Sampling from the
log-\(\chi^2_1\)
Suppose that our interest is in drawing from \(\theta\) following a log-\(\chi^2_1\): \[
p(\theta) = \frac{1}{\sqrt
2\Gamma(0.5)}\exp\left\{0.5\theta-0.5e^\theta\right\}, \qquad \theta \in
\Re.
\] This distribution appears frequently in financial econometrics
applications.
target = function(theta){
1/sqrt(2)/gamma(1/2)*exp(0.5*theta-0.5*exp(theta))
}
theta = seq(-15,5,length=1000)
par(mfrow=c(1,1))
plot(theta,target(theta),xlab=expression(theta),ylab="Density",
main="Target",type="l")
SIR in action
We have to pick a
proposal density
Let us compare the performance of the SIR based on two alternative
proposal densities: \[
q_1(\theta) \equiv Normal(0,5^2) \ \ \ \mbox{and} \ \ \ q_2(\theta)
\equiv \mbox{Uniform}(-15,15).
\]
q1 = function(theta){
dnorm(theta,0,5)
}
q2 = function(theta){
rep(1/30,length(theta))
}
par(mfrow=c(1,1))
plot(theta,target(theta),xlab=expression(theta),ylab="Density",main="Target vs proposals",type="l")
lines(theta,q1(theta),col=2,lwd=3)
lines(theta,q2(theta),col=3,lwd=3)
legend("topleft",legend=c("Target","Gaussian proposal","Uniform proposal"),col=1:3,lty=1)
Sampling from
proposals
M = 1000000
theta.q1 = rnorm(M,0,5)
theta.q2 = runif(M,-15,15)
Computing acceptance
ratios
w1 = target(theta.q1)/q1(theta.q1)
w2 = target(theta.q2)/q2(theta.q2)
Resampling
theta.t1 = sample(theta.q1,size=M/2,replace=TRUE,prob=w1)

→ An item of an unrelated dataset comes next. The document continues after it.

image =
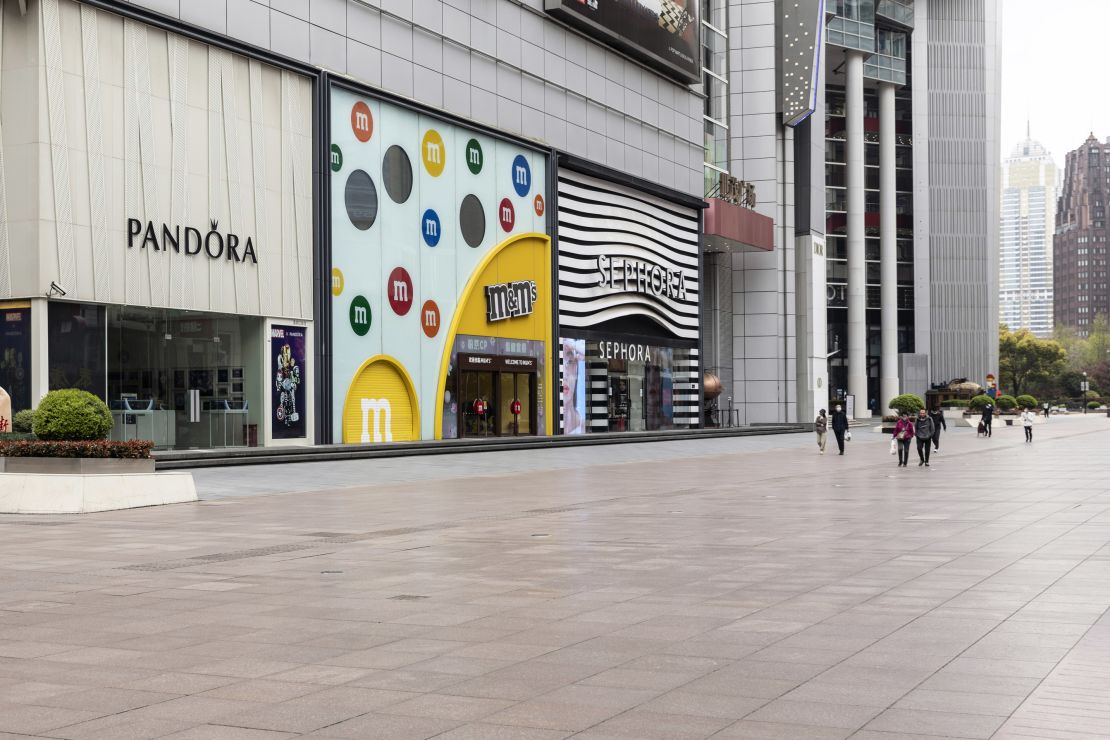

theta.t2 = sample(theta.q2,size=M/2,replace=TRUE,prob=w2)
Histograms against
exact density
par(mfrow=c(2,2))
hist(theta.q1,prob=TRUE,xlab=expression(theta),main="Gaussian proposal",
xlim=c(-15,15))
hist(theta.t1,prob=TRUE,xlab=expression(theta),main="Posterior",
xlim=c(-15,15))
lines(theta,target(theta),col=2,lwd=3)
hist(theta.q2,prob=TRUE,xlab=expression(theta),main="Uniform proposal",
xlim=c(-15,15))
hist(theta.t2,prob=TRUE,xlab=expression(theta),main="Posterior",
xlim=c(-15,15))
lines(theta,target(theta),col=2,lwd=3)
Computing \(Pr(\theta<-5)\)
# Exact value (via Riemann integration)
thetas = seq(-20,-5,length=10000)
h = thetas[2]-thetas[1]
I = sum(h*target(thetas))
I1 = mean(theta.t1<(-5))
I2 = mean(theta.t2<(-5))
c(I,I1,I2)
## [1] 0.06540915 0.06490600 0.06541400
Repeating SIR 200
times
set.seed(31416)
M = 100000
Rep = 100
Is = matrix(0,Rep,2)
for (rep in 1:Rep){
theta.q1 = rnorm(M,0,5)
theta.q2 = runif(M,-15,15)
w1 = target(theta.q1)/q1(theta.q1)
w2 = target(theta.q2)/q2(theta.q2)
theta.t1 = sample(theta.q1,size=M/2,replace=TRUE,prob=w1)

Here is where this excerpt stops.